Why the War on Money-Laundering is Another Lost Cause
I recently received a letter from a company, which manages one of my mutual funds. The letter informed me that the fund is sharply increasing its management fees to cover its compliance costs with the USA PATRIOT Act and related anti-money-laundering legislation.
That letter got me wondering. Do anti-money laundering laws actually benefit us in any material way? Even ignoring concerns about civil liberties eroding away as politicians fight the War on Laundering, it turns out the answer is very little, if anything.
First, a little background: In 2003 (the latest statistics available), U.S. financial institutions spent about US$3 billion on anti-laundering compliance efforts. That figure doesn't include the billions more annually in taxpayer dollars expended to fund investigations and prosecutions of money launderers, investigate "suspicious transactions," etc.

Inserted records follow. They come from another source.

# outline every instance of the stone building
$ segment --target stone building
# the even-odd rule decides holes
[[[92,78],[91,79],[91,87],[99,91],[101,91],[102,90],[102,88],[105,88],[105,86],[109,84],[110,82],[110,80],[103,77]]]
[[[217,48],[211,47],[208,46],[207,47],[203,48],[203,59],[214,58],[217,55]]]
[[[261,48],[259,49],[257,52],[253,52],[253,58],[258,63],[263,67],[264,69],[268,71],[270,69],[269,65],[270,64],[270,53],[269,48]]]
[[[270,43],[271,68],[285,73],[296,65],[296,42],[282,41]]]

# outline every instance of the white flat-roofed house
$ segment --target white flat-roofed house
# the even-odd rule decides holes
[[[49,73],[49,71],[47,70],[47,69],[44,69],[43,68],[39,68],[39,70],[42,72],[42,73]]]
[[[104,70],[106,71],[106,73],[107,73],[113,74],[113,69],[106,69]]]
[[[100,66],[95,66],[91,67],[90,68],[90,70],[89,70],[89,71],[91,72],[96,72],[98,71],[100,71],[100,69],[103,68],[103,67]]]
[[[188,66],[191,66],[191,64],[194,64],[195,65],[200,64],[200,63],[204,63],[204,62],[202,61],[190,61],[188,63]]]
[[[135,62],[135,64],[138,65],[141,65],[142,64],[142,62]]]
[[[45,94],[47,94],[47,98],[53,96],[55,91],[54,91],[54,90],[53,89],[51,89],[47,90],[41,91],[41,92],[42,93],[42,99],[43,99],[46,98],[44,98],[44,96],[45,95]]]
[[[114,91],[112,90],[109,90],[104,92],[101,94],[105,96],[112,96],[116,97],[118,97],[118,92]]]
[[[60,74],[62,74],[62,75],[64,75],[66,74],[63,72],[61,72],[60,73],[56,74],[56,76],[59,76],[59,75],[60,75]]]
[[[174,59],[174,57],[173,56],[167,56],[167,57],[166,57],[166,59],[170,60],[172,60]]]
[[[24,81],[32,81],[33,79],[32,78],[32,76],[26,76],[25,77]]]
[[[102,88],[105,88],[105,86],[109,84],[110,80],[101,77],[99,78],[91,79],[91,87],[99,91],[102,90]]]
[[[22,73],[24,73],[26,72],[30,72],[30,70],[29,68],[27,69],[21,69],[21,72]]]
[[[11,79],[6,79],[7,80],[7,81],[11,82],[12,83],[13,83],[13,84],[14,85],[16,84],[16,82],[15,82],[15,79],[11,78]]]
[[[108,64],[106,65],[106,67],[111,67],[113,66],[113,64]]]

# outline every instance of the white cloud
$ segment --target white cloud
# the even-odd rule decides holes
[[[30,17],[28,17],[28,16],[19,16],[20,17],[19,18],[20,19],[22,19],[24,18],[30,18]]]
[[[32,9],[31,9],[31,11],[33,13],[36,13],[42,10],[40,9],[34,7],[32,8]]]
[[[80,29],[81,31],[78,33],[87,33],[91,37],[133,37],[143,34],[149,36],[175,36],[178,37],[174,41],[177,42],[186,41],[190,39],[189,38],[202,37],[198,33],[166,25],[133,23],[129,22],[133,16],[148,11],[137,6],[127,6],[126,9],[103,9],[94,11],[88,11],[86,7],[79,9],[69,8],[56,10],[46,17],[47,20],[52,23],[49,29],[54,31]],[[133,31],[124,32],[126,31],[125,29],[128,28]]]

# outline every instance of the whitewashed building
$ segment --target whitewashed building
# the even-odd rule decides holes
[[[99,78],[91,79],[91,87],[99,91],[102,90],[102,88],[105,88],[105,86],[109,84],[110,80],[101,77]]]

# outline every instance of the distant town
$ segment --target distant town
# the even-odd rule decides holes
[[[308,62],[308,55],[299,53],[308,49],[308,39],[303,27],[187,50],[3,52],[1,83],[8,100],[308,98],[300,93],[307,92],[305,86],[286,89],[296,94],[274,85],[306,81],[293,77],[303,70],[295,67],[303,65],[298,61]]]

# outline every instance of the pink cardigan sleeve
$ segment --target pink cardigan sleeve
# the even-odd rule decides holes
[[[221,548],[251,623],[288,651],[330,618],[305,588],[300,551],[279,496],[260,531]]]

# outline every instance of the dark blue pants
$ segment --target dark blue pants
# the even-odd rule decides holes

What benefits are we receiving for this expenditure? Very little. The latest statistics from the U.S. Department of Justice - again from 2003 - show that total money-laundering seizures and forfeitures amount to only about US$700 million each year. Moreover, the number of money-laundering related criminal convictions is actually going down.
One might think these figures prove that the War on Laundering has been "won." Hardly. The International Monetary Fund (IMF), estimates the aggregate size of money laundering in the global economy is anywhere from 2%-5% of the world's gross domestic product (GDP).
Applying this figure to the U.S. GDP of US$11 trillion (again, from 2003) generates an estimate of annual laundering activity in the United States between US$220 billion and US$550 billion.
This means that in 2003, the Department of Justice seized only 0.3% (US$700 million of US$220 billion) of the funds laundered in the United States.
One reason why the Laundering War has failed is because the way that money laundering is investigated. Leads for money laundering investigations come from "suspicious activities reports" (SARs) submitted by financial institutions to the U.S. Treasury's financial intelligence unit, the Financial Crimes Enforcement Network (FinCEN).
Since 2003, civil and criminal enforcement of SAR reporting rules has greatly intensified. Numerous banks have been fined millions of dollars for not reporting transactions that FinCEN deemed suspicious. Some banks have even set quotas (like parking tickets from traffic cops) for increased numbers of SARs to be filed each reporting period. Not surprisingly, that's led to a huge spike in filings - more than doubling from 2003 to 2006. Financial institutions file more than 1.1 million SARs each year.
However, the overwhelming majority of these reports were for innocent activity. Indeed, of the nearly 700,000 SARs filed in 2004, fewer than 900 were actually passed on to a law enforcement agency for follow-up. In other words, 99.87% of SARs don't lead to a criminal investigation.
What does this analysis tell us? First, it reveals that the War on Laundering is a complete failure, a waste of time and taxpayer money. Second, it reveals that the SAR apparatus set up to fight this "war" is a farce, and totally useless for its intended use. Third, it demonstrates that the government is allocating massive resources to analyze completely innocent financial transactions.